The leader of the group "al Qaeda in Iraq" and a number of his top lieutenants have traveled to Afghanistan, according to The Washington Post.
Abu Ayyub al-Masri, also known as Abu Hamza al-Muhajer, the pseudonym for the group's Egyptian leader, reportedly traveled through Iran into Afghanistan, according to Iraqi intelligence reports as well as al Qaeda in Iraq leaders.
The Post notes that the U.S. military believes that al Qaeda in Iraq may be adapting to recent American successes related to the surge of additional American troops into Iraq and its alliance with Sunni tribal leaders, known as the Awakening, by leaving Iraq's battlefield for Afghanistan and Pakistan.
In recent months, Taliban and al Qaeda fighters have made Afghanistan the epicenter of radical Islam and jihadism. Newsweek recently reported that the Taliban's new strategy is to terrorize the residents of Kabul to promote chaos and drive foreign investment away. Foreign fighters that once traveled to Iraq for jihad now journey to Afghanistan to fight the United States. (For more on the Taliban's insurgency strategy and tactics, see Jason Burke's "The Art of Asymmetric War.")
Other al Qaeda in Iraq fighters say al-Masri has not abandoned the jihad in Iraq for Afghanistan. According to a senior leader of the group in Fallujah, al-Masri has made the journey two times before. He will return when he wants to, the senior leader said.
But another development suggests that al Qaeda in Iraq may have had a leadership turnover. A recent communication sent by al Qaeda in Iraq was signed by a jihadist known as Abdul Khalil al-Souri. Al-Masri's name did not appear at the end of that document as it has previously.
One former al Qaeda in Iraq leader, Abu Taha al-Lihebi, said this was proof al-Masri had left Iraq to fight in Afghanistan. He criticized al-Masri for focusing the group's violence on the Awakening Movement, thus alienating many Sunnis, al Qaeda's core constituency.
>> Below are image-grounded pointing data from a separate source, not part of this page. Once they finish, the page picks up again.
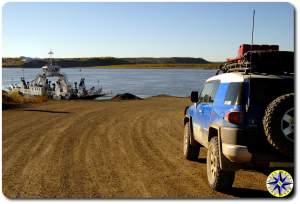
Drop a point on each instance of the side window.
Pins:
(214, 91)
(209, 91)
(234, 94)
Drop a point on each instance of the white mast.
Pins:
(50, 56)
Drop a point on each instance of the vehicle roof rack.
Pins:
(267, 62)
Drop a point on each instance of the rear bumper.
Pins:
(236, 153)
(244, 148)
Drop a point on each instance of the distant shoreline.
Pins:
(212, 66)
(161, 66)
(111, 62)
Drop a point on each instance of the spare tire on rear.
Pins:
(278, 124)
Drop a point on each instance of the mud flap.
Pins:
(226, 164)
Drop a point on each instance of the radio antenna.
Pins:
(252, 39)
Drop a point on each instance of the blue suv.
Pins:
(245, 121)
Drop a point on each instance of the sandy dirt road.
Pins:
(90, 149)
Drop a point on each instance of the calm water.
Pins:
(142, 82)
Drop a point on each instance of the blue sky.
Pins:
(209, 30)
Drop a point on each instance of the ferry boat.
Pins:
(54, 84)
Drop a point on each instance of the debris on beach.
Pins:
(125, 96)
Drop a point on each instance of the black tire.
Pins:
(218, 179)
(190, 151)
(278, 124)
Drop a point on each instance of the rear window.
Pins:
(263, 91)
(234, 94)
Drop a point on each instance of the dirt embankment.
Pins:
(92, 149)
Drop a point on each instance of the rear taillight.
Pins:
(235, 117)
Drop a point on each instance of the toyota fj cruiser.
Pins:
(244, 116)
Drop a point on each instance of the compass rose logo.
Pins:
(280, 183)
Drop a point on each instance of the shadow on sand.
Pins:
(45, 111)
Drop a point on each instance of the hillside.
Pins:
(100, 61)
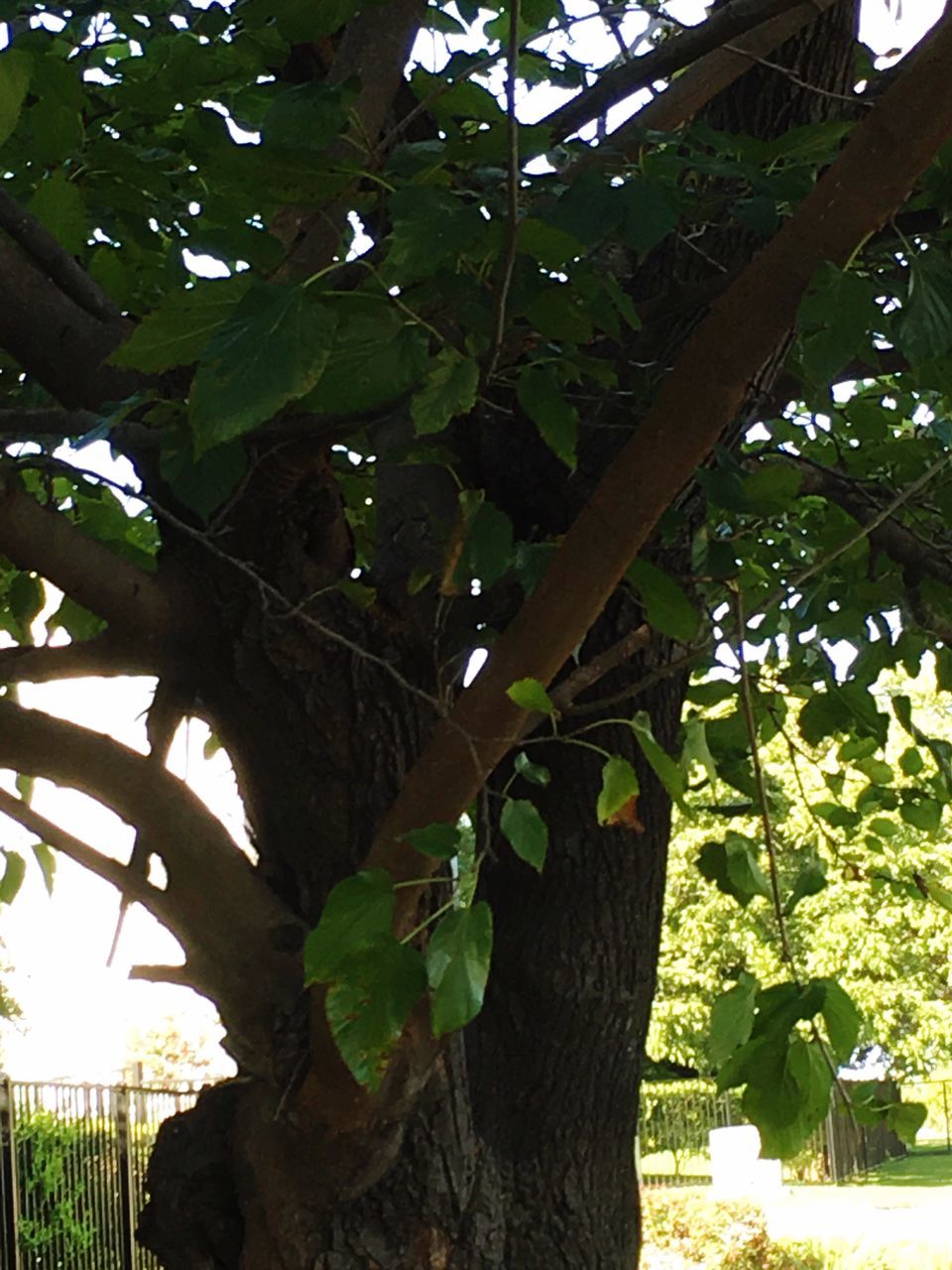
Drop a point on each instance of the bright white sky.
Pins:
(80, 1015)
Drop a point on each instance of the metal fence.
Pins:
(72, 1161)
(675, 1118)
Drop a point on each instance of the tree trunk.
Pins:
(518, 1153)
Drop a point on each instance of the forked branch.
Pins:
(694, 404)
(232, 928)
(103, 656)
(87, 572)
(613, 86)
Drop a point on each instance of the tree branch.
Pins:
(890, 536)
(54, 259)
(240, 942)
(103, 866)
(588, 675)
(615, 85)
(104, 656)
(696, 86)
(87, 572)
(176, 974)
(58, 341)
(373, 50)
(45, 426)
(694, 404)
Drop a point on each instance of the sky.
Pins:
(80, 1015)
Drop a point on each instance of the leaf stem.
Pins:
(512, 186)
(747, 698)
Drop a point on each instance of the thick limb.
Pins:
(166, 714)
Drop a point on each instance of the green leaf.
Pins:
(941, 894)
(731, 1019)
(924, 325)
(202, 484)
(649, 213)
(734, 869)
(24, 598)
(272, 350)
(16, 68)
(924, 815)
(368, 1005)
(377, 356)
(14, 873)
(46, 858)
(842, 1020)
(448, 390)
(530, 771)
(666, 607)
(488, 552)
(431, 227)
(531, 695)
(557, 422)
(620, 784)
(834, 318)
(810, 880)
(665, 769)
(440, 841)
(561, 314)
(771, 489)
(304, 117)
(457, 965)
(59, 206)
(526, 830)
(358, 915)
(910, 761)
(548, 244)
(178, 329)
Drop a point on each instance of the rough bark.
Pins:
(512, 1156)
(502, 1150)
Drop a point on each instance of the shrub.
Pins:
(689, 1230)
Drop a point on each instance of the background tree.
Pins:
(356, 471)
(864, 920)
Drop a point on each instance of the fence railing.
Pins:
(72, 1162)
(675, 1118)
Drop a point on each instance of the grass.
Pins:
(923, 1166)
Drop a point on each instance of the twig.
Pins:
(512, 190)
(598, 667)
(54, 835)
(748, 701)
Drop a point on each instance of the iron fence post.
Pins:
(9, 1189)
(127, 1202)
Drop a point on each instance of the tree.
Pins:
(358, 470)
(864, 917)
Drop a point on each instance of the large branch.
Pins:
(615, 85)
(54, 259)
(373, 51)
(231, 925)
(87, 572)
(61, 839)
(696, 403)
(890, 536)
(103, 656)
(699, 84)
(56, 340)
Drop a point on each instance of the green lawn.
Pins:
(923, 1166)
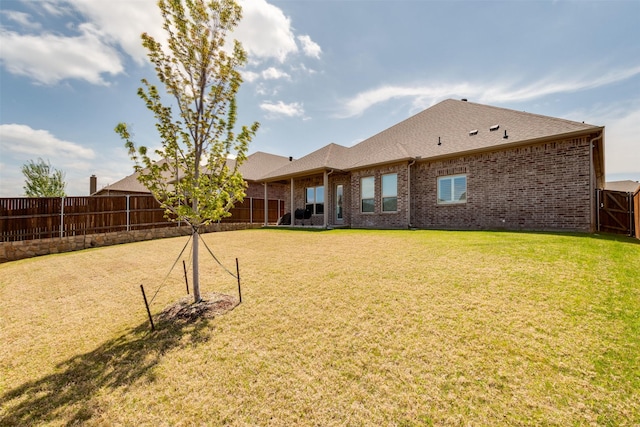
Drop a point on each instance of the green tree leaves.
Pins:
(42, 180)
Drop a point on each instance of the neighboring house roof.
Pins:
(257, 165)
(627, 186)
(459, 126)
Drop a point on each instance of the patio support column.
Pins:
(326, 199)
(266, 206)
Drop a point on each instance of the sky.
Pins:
(319, 72)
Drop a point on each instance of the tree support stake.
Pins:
(238, 276)
(153, 328)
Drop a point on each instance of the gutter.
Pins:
(411, 163)
(595, 212)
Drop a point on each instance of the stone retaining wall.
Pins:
(12, 251)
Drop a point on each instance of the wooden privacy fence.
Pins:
(40, 218)
(617, 213)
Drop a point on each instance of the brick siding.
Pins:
(539, 187)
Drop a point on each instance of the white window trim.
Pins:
(315, 199)
(452, 178)
(373, 199)
(383, 196)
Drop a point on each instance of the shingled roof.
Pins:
(450, 127)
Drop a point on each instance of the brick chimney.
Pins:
(93, 184)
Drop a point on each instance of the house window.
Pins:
(367, 194)
(315, 200)
(390, 192)
(452, 189)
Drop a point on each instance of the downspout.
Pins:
(326, 196)
(411, 163)
(293, 220)
(594, 211)
(266, 206)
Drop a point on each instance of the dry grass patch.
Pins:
(340, 327)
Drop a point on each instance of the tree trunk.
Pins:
(196, 274)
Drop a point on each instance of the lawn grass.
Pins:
(341, 327)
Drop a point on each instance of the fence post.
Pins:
(128, 212)
(61, 217)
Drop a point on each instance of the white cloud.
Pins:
(50, 58)
(622, 127)
(295, 109)
(265, 32)
(21, 18)
(272, 73)
(22, 139)
(122, 22)
(309, 47)
(487, 92)
(21, 143)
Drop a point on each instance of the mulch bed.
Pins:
(211, 305)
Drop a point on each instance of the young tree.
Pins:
(194, 180)
(42, 180)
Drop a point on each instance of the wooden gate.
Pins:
(615, 212)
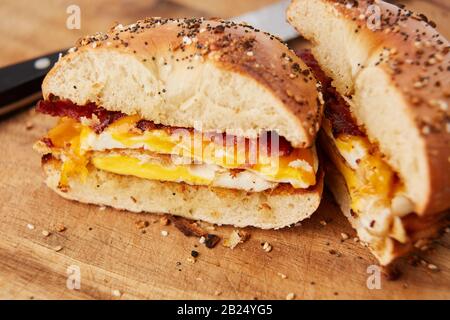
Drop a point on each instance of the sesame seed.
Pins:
(290, 296)
(282, 275)
(116, 293)
(266, 247)
(344, 236)
(433, 267)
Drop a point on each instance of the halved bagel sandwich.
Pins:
(385, 73)
(208, 120)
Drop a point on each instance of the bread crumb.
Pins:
(266, 247)
(141, 224)
(235, 237)
(290, 296)
(344, 236)
(191, 260)
(60, 227)
(116, 293)
(433, 267)
(29, 125)
(164, 221)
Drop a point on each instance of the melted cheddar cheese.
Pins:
(371, 182)
(214, 165)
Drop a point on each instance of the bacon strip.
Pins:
(336, 108)
(65, 108)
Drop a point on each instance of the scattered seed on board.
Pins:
(290, 296)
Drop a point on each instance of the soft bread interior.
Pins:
(274, 209)
(185, 94)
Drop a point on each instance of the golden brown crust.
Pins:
(231, 46)
(417, 58)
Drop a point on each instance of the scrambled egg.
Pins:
(166, 154)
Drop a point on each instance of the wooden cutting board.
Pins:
(118, 260)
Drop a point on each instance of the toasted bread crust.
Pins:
(189, 43)
(273, 209)
(413, 60)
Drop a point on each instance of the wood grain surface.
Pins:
(117, 260)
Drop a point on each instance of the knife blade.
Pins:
(20, 84)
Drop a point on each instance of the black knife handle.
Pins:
(20, 84)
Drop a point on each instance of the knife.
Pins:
(20, 84)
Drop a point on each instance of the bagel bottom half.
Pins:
(277, 208)
(420, 231)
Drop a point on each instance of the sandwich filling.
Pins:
(378, 199)
(89, 135)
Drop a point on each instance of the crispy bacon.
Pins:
(65, 108)
(336, 108)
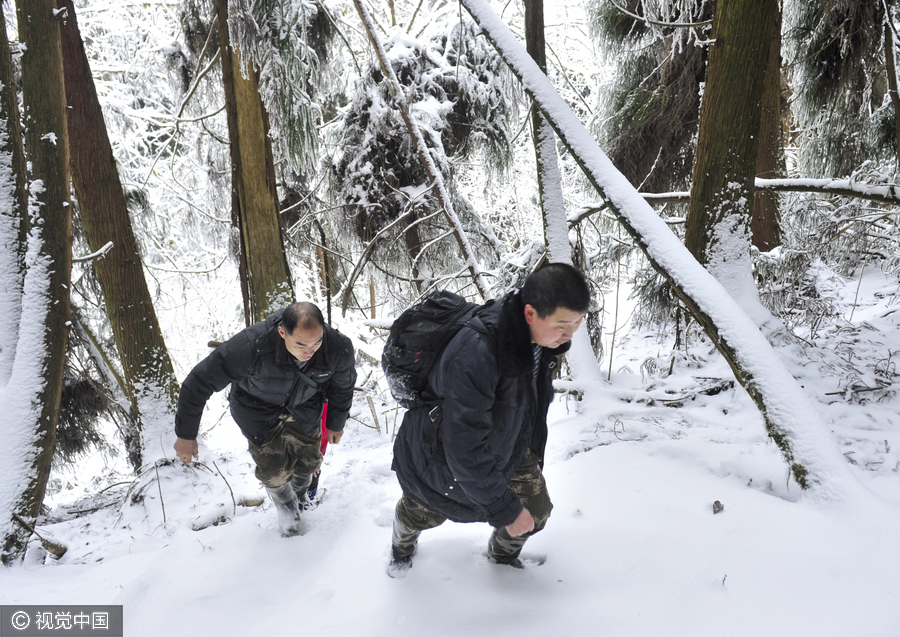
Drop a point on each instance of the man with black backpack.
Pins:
(472, 449)
(282, 372)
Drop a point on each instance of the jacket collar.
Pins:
(515, 350)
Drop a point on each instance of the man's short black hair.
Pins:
(307, 315)
(556, 285)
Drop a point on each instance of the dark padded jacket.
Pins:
(459, 465)
(266, 380)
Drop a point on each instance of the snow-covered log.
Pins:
(790, 416)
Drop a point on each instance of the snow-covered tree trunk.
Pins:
(30, 398)
(556, 229)
(765, 228)
(148, 373)
(13, 203)
(718, 223)
(265, 275)
(790, 416)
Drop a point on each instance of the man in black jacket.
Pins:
(282, 371)
(478, 455)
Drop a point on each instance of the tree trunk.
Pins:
(717, 231)
(810, 451)
(891, 72)
(556, 231)
(13, 206)
(45, 313)
(765, 225)
(265, 276)
(148, 373)
(582, 355)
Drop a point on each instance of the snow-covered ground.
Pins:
(633, 547)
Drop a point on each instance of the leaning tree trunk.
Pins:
(13, 220)
(149, 377)
(581, 357)
(717, 231)
(45, 310)
(265, 275)
(891, 72)
(811, 453)
(765, 225)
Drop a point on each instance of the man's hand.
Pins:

The former member also said al Qaeda in Iraq had alienated its supporters by its indiscriminate terrorist attacks that resulted overwhelmingly in civilian deaths.
"Al-Qaeda losing the Sunni population is like a human being losing the ability to drink water," al-Lihebi told the Post. "Because of Masri's weak personality and leadership, al-Qaeda in Iraq was weakened and split and lost the Sunni population."